Contrefaçons en provenance de Chine
Par jugement du 25 novembre 2020, le tribunal correctionnel a déclaré Mme [J] [F] et M. [R] [P] [I] coupables de contrefaçon et importation sans déclaration de marchandises prohibées pour avoir importé en vue de les vendre depuis la Chine diverses marchandises contrefaisant plusieurs marques de luxe et les a condamnés, Mme [F] à six mois d’emprisonnement assorti d’un sursis probatoire, M. [P] [I] à six mois d’emprisonnement.
Le tribunal a en outre condamné les prévenus solidairement à payer une amende douanière de 200 000 euros et à indemniser les sociétés parties civiles des préjudices subis.
Réduction massive de l’amende fiscale
En appel, pour réduire le montant de l’amende douanière, fixé à 200 000 euros par les premiers juges, après avoir mentionné qu’en cours de délibéré et par envoi réceptionné le 28 mars 2022, il a été versé au dossier de la cour des copies de l’extrait K bis de M. [P] [I] et de son avis d’imposition des revenus 2020 faisant apparaître des bénéfices industriels et commerciaux imposables à hauteur de 370 euros, l’arrêt attaqué énonce qu’eu égard notamment à l’impécuniosité relative des prévenus, par application de l’article 369 du code des douanes, ladite amende sera modérée à hauteur de 7 600 euros.
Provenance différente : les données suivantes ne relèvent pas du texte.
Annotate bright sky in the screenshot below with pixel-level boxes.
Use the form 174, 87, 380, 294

Cette réduction massive du montant de l’amende a été censurée par la Cour de cassation.
L’article 369 du code des douanes
En effet, il résulte ainsi des termes de l’article 369 du code des douanes que le juge qui prononce une amende fiscale, s’il peut en moduler le montant, eu égard à l’ampleur et à la gravité de l’infraction commise, ainsi qu’à la personnalité de son auteur, n’a pas à prendre en considération la situation personnelle, familiale et sociale du contrevenant.
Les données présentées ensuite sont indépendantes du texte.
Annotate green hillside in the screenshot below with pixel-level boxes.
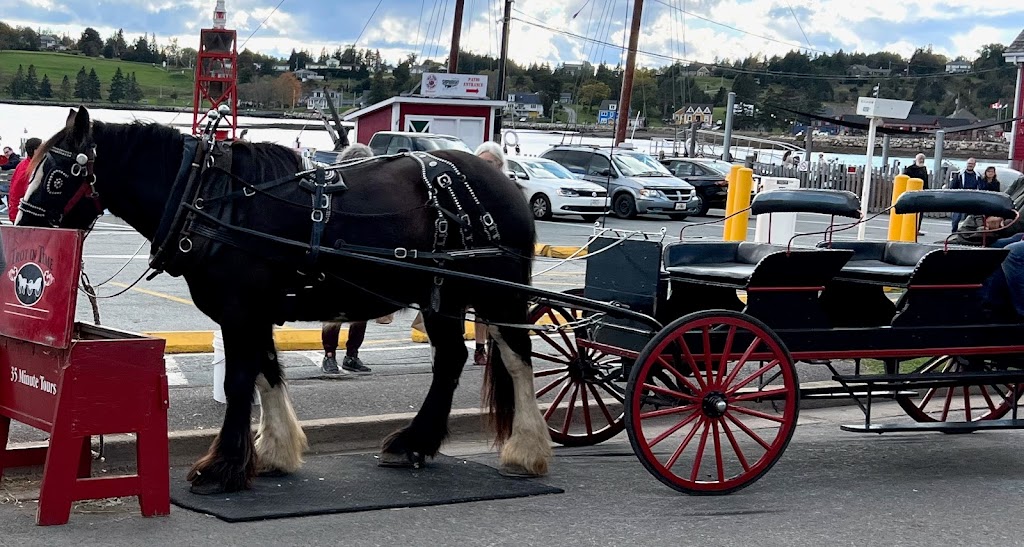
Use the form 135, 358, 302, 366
0, 51, 195, 107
S’il ressort des travaux préparatoires de la loi n° 2013-1279 du 29 décembre 2013, qui a modifié le second de ces textes, que le législateur a eu l’intention d’aligner les modalités d’application des amendes douanières sur celles des amendes de droit commun, il n’a, après la loi n° 2014-896 du 15 août 2014, qui a introduit le critère de la situation matérielle, familiale et sociale pour le prononcé des peines de droit commun, pas modifié les critères d’appréciation énoncés par l’article 369 du code des douanes pour la modulation de l’amende douanière.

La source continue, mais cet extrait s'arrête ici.